Bang bang : redéfinir la danse

(Crédit photo: Marilène Bastien)

L’idée est partie d’un questionnement sur la réalité. Puis sont venues les théories sur la matière qu’il fallait intégrer à la pièce. Et finalement, s’en est découlé un spectacle complètement inusité, exécuté par un danseur solo pratiquement kamikaze. C’est ainsi que, le 15 novembre dernier, avait lieu le spectacle Bang bang de Manuel Roque à La Chapelle.

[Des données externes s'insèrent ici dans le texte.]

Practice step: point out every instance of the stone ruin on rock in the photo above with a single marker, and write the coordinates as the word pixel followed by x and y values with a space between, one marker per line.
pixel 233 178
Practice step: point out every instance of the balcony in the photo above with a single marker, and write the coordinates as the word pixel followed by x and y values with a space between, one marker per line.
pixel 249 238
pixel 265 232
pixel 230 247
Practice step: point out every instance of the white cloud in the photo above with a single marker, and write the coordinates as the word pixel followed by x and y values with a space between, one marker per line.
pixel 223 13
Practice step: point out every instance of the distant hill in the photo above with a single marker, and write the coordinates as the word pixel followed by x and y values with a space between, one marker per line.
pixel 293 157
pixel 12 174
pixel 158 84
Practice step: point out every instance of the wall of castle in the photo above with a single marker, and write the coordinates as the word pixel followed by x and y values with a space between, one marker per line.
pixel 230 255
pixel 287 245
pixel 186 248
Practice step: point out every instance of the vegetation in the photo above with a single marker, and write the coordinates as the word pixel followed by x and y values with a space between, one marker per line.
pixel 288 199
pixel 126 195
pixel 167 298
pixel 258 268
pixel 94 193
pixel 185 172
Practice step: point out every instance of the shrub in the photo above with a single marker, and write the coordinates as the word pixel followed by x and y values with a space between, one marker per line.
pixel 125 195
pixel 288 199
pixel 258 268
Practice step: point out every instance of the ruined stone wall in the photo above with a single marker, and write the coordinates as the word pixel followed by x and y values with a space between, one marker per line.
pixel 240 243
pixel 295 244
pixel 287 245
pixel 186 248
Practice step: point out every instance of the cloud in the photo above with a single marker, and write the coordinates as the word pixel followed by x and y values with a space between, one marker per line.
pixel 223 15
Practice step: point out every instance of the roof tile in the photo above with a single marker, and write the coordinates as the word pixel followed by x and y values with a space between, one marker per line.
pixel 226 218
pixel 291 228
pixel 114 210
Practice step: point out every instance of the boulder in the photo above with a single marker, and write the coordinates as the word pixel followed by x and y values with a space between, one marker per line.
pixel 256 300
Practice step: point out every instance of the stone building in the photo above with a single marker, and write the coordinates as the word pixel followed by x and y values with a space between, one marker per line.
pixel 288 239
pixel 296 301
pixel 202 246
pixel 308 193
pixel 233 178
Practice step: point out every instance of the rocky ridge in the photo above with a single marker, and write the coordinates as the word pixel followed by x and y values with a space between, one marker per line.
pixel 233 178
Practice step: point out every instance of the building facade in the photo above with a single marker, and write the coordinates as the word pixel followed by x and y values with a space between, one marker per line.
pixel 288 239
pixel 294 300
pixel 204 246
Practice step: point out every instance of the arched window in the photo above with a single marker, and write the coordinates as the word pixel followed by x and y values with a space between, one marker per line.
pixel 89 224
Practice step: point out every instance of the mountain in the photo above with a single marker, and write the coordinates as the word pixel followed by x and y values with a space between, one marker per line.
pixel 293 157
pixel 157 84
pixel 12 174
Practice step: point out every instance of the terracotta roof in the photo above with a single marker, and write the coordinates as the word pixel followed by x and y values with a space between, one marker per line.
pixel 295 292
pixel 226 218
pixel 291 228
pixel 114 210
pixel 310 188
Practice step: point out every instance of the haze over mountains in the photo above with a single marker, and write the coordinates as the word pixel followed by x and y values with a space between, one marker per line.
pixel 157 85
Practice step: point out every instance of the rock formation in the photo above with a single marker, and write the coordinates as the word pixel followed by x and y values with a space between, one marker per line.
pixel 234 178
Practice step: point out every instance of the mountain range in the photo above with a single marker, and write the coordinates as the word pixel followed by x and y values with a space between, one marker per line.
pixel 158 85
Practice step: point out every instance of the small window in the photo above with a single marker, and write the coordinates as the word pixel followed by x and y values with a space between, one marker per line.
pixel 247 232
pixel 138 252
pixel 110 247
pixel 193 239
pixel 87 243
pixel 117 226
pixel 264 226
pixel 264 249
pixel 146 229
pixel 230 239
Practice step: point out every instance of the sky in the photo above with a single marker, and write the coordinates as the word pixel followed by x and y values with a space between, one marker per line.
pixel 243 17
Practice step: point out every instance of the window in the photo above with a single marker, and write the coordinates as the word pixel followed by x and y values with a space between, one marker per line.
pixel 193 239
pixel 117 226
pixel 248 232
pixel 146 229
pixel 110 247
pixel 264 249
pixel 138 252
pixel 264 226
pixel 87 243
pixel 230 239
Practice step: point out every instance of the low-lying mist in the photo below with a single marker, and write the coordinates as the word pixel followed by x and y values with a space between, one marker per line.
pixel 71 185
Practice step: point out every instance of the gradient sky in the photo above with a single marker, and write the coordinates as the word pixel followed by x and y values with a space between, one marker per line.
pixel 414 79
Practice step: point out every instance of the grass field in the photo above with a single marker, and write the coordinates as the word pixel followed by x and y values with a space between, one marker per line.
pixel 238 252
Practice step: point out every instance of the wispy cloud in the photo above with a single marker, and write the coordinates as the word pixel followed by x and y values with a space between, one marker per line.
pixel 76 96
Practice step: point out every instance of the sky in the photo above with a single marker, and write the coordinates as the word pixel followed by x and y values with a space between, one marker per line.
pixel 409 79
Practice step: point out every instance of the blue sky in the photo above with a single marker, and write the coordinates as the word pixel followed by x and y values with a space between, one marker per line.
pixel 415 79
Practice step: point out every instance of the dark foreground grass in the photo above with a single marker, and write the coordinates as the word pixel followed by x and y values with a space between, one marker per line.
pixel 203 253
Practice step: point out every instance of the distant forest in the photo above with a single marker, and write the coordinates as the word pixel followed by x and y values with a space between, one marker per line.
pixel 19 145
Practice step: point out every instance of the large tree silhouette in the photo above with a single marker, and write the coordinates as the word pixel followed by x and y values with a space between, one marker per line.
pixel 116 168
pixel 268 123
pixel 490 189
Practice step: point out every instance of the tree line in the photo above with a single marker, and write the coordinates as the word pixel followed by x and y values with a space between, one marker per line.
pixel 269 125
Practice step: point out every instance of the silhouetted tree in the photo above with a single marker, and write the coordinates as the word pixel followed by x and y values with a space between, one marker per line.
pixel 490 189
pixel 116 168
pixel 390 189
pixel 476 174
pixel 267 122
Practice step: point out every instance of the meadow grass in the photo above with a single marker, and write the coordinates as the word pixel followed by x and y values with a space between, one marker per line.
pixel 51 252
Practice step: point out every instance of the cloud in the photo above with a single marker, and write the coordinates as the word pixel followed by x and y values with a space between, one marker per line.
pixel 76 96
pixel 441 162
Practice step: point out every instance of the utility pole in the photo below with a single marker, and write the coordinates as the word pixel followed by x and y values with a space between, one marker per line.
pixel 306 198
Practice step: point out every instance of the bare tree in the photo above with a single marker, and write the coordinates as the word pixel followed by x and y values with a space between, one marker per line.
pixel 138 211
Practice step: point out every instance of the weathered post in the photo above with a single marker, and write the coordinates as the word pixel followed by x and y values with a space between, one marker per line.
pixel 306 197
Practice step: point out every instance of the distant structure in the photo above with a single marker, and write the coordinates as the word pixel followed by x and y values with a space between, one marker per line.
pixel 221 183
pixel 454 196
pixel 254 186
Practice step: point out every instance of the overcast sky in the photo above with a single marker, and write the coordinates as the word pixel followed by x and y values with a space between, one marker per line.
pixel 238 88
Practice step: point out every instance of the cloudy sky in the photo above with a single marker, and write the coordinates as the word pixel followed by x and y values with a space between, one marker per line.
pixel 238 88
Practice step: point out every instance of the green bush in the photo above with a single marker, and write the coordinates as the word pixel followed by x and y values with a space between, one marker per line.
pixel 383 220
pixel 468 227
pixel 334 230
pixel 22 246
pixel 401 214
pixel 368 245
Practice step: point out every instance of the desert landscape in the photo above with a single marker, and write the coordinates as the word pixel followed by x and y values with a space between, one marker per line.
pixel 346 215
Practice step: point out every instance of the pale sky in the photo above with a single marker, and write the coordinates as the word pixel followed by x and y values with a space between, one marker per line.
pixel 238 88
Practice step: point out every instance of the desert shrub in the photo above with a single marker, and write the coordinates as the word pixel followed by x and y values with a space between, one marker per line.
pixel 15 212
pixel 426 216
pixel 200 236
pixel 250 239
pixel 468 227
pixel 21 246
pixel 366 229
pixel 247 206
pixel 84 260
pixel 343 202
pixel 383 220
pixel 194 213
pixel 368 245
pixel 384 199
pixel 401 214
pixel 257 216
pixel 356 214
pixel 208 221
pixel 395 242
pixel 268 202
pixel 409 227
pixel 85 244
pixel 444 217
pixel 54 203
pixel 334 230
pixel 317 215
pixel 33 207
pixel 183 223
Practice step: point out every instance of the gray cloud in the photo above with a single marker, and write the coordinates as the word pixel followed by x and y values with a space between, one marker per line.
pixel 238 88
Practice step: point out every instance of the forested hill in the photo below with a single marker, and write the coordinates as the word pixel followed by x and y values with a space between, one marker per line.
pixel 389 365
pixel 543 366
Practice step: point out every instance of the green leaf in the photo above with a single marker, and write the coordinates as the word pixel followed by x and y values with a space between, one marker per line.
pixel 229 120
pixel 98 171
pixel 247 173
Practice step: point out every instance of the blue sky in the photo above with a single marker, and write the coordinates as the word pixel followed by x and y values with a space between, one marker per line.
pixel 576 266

Abordant non seulement les questionnements fondamentaux du rapport au réel, le spectacle s’appuie sur une métaphore des rythmes de vie occidentaux.

Seul sur la scène, Manuel Roque danse pendant une heure complète, sans répit. C’est à se demander comment il fait, s’il ne va pas s’écrouler devant nous sur la scène. Pourtant, le spectacle se termine et il se tient toujours debout. Épuisé, certes, mais debout. Pendant une heure, il a sauté, tourné et dansé sans lendemain. Le spectateur est ébahi par la force du soliste qui se couvre de sueur au fil que la pièce avance et qui s’enfonce dans cette performance sans trame narrative.

En effet, Bang bang n’est pas une oeuvre comme les autres. Le spectacle débute alors que, sur une scène nue et avec un down beat comme trame sonore, le danseur semble se préparer. À quoi? Difficile de le savoir à l’instant, mais l’on comprend plus tard qu’il se prépare à sauter. De petits sauts d’abord, puis viennent les grands sauts, et les sauts de côtés. À ses mouvements s’ajoutent parfois des pointes de ballet, de danse contemporaine ou même de hip-hop, créant une deuxième couche à cette partition déjà existante. Le tout dure pendant une heure, le down beat étant parfois accompagné brièvement par d’autres sons, comme des extraits de radio parlée ou de la musique classique.

Bang bang se base en grande partie sur la répétition des mouvements venant ainsi évoquer chez le spectateur le rythme de vie effréné dont il est témoin tous les jours. Alors que Manuel Roque est sur scène et ne semble pas pouvoir s’arrêter, la métaphore se transpose chez le spectateur qui développe une certaine empathie pour le danseur et réfléchit sur sa propre manière d’être. Sans trame narrative, Bang bang repose sur l’agencement des positions et sur le danseur lui-même. Malgré l’absence d’histoire, Manuel Roque devient le seul repère de la pièce, exposant peu à peu ses failles et s’ouvrant ainsi devant nous.

Bang bang, récipiendaire 2017 du prix du Conseil des arts et des lettres du Québec pour la meilleure oeuvre chorégraphique, reste une pièce unique. Le spectateur a tout de même l’impression de devoir être un initié du milieu pour tout comprendre, pour pouvoir capter les différents codes intégrés à la pièce. Somme toute, connaisseur ou non, il est impossible d’en sortir indifférent.